Im gunna use this as a space to vent as I’m pretty sure you won’t end up seeing it (although a part of me kind of hopes you do.)
We were best friends. I loved you, and you made me laugh and we were really, really similar. Coming home from Lisbon, you were one of the people I was most psyched to see.
Ad we made silly plans we always knew we’d never keep - our month long voyage to Italy is a prime example. I remember when you told me you weren’t coming out to visit me, I was so disappointed and had wanted to see you so much, I cried.
I know that I was (and am) a difficult person to be friends with, and things weren’t always a bed of roses and we had our fair share of disagreements and being annoyed with each other but I definitely thought we’d stay close for a long time. And then at the beginning of the year - around Easter time - something seemed to change. We changed. It sucked, cause I think we could both see we were growing more and more distant but couldn’t stop it. And i know i was in a pretty messed up state at the start of this year and i realise that must’ve been difficult for you to feel you had to deal with, but it seemed as if You were constantly angry with me for being unable to be happy. As if you thought I simply wasn’t trying.
It felt as if you withdrew from everyone you were close to and I didn’t know how to break through that, or how to get the old you back.

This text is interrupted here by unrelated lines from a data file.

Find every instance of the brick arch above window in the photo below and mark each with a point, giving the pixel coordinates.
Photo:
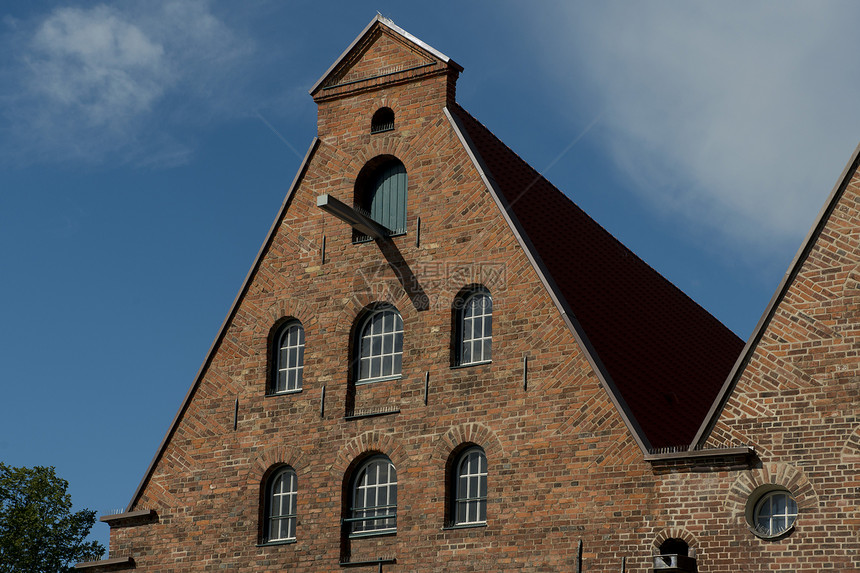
(361, 301)
(674, 532)
(281, 309)
(274, 456)
(365, 444)
(473, 433)
(779, 474)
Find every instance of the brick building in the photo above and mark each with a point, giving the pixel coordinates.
(439, 363)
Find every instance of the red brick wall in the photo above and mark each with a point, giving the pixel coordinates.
(562, 465)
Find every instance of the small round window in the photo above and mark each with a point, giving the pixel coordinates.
(775, 513)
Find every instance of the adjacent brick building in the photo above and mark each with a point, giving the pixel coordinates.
(439, 363)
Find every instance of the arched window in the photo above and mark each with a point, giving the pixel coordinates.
(288, 358)
(469, 505)
(280, 515)
(381, 194)
(775, 513)
(380, 346)
(383, 120)
(374, 498)
(474, 328)
(673, 546)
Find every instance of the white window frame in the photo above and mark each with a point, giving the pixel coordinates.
(281, 500)
(289, 357)
(380, 347)
(475, 336)
(373, 509)
(766, 518)
(469, 505)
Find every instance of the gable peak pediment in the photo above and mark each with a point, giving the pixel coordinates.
(382, 54)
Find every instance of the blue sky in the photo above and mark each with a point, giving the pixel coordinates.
(145, 149)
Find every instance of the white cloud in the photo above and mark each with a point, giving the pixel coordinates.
(117, 82)
(95, 64)
(737, 115)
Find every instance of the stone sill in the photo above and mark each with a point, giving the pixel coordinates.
(130, 518)
(114, 564)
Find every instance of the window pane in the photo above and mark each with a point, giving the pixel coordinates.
(382, 343)
(374, 497)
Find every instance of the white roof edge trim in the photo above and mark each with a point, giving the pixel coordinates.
(223, 329)
(785, 283)
(549, 284)
(388, 23)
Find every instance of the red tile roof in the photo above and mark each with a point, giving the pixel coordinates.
(667, 356)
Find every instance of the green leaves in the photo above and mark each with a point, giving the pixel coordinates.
(38, 531)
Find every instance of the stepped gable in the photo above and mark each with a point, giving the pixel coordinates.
(666, 355)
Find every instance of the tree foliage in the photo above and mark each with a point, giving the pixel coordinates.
(38, 531)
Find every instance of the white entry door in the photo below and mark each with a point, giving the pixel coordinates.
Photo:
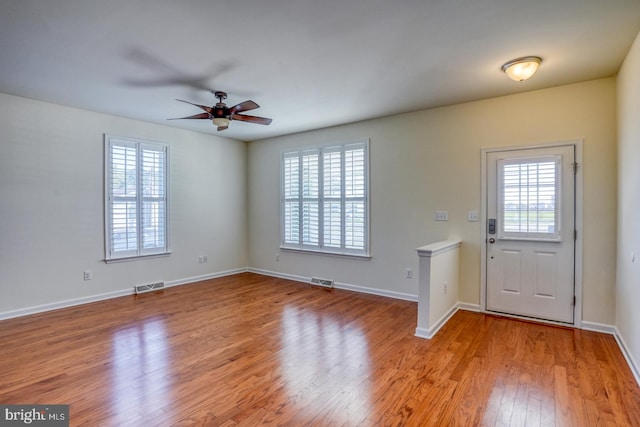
(531, 232)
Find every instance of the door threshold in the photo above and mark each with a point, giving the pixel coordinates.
(531, 319)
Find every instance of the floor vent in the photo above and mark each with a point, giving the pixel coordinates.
(325, 283)
(140, 289)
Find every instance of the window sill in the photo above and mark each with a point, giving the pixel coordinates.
(331, 254)
(136, 258)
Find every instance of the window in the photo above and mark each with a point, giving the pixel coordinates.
(325, 199)
(529, 197)
(136, 176)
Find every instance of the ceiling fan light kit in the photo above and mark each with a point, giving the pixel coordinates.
(521, 69)
(221, 115)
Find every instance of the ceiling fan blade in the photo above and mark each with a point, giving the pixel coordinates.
(195, 116)
(243, 106)
(204, 107)
(251, 119)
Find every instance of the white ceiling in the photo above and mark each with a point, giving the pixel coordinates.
(308, 63)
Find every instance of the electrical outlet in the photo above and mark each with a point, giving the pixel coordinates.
(442, 216)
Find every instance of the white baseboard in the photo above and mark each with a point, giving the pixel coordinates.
(65, 303)
(338, 285)
(430, 333)
(633, 365)
(108, 295)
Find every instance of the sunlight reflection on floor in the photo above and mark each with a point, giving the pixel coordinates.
(324, 361)
(140, 363)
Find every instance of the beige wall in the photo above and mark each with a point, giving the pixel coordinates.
(628, 279)
(430, 160)
(52, 205)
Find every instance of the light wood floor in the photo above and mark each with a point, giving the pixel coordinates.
(250, 350)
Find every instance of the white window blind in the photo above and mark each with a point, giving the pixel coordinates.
(529, 194)
(325, 199)
(136, 198)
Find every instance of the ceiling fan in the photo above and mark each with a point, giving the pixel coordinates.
(221, 115)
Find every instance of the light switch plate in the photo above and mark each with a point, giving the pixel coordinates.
(442, 216)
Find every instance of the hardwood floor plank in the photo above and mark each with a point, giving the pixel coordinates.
(247, 349)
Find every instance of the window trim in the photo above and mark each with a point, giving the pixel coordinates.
(320, 249)
(110, 257)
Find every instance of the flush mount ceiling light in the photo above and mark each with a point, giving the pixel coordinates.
(521, 69)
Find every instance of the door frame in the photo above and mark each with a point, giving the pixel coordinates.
(577, 145)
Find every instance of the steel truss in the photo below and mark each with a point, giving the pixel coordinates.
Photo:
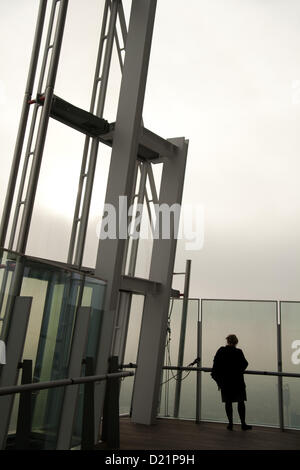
(134, 150)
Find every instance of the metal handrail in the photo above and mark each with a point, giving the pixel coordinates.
(62, 383)
(209, 369)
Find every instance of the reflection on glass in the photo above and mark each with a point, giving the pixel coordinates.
(290, 334)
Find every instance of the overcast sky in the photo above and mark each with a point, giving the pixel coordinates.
(223, 73)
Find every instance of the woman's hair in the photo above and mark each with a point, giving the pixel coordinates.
(232, 339)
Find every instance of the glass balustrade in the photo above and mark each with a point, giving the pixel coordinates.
(57, 292)
(257, 324)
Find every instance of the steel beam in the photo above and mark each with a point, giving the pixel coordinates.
(154, 327)
(122, 167)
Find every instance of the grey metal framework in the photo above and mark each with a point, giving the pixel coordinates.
(134, 150)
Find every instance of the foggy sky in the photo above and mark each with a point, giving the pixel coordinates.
(224, 74)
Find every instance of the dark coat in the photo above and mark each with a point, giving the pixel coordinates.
(228, 369)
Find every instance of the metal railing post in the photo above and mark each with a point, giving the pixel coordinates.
(88, 425)
(110, 424)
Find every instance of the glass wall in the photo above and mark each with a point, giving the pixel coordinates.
(255, 325)
(290, 334)
(57, 294)
(186, 389)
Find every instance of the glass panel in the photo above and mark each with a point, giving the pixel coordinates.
(255, 324)
(93, 295)
(57, 293)
(187, 407)
(290, 333)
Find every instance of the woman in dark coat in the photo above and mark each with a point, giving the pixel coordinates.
(228, 371)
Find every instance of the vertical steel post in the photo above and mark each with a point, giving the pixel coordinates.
(110, 255)
(154, 326)
(182, 335)
(42, 131)
(140, 202)
(279, 367)
(95, 142)
(23, 123)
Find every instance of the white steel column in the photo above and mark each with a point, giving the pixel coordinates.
(122, 167)
(155, 316)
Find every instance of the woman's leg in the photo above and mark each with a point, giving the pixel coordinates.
(228, 409)
(242, 415)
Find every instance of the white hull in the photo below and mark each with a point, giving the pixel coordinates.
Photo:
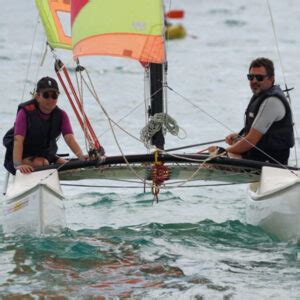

You were the first person outside of my family to give me a proper nickname. One of the only people I felt properly comfortable around and could discuss anything and everything with, and snuggle in a completely platonic (despite what everyone thought!) way. Heck, you even made me go to the gym.
For a while I was angry, and Hurt and a little bitter. It felt like you’d given up on me and simply decided I wasn’t worth the hassle ( tbh I wouldn’t have blamed you of that was the case - I’d’ve just appreciated being informed!)
But now I’m not angry any more.
Now I just miss you, and am sad that it seems like we can’t go back to how we were. Most of all, though, I am glad we were such good friends, even of it didn’t last as long as we expected.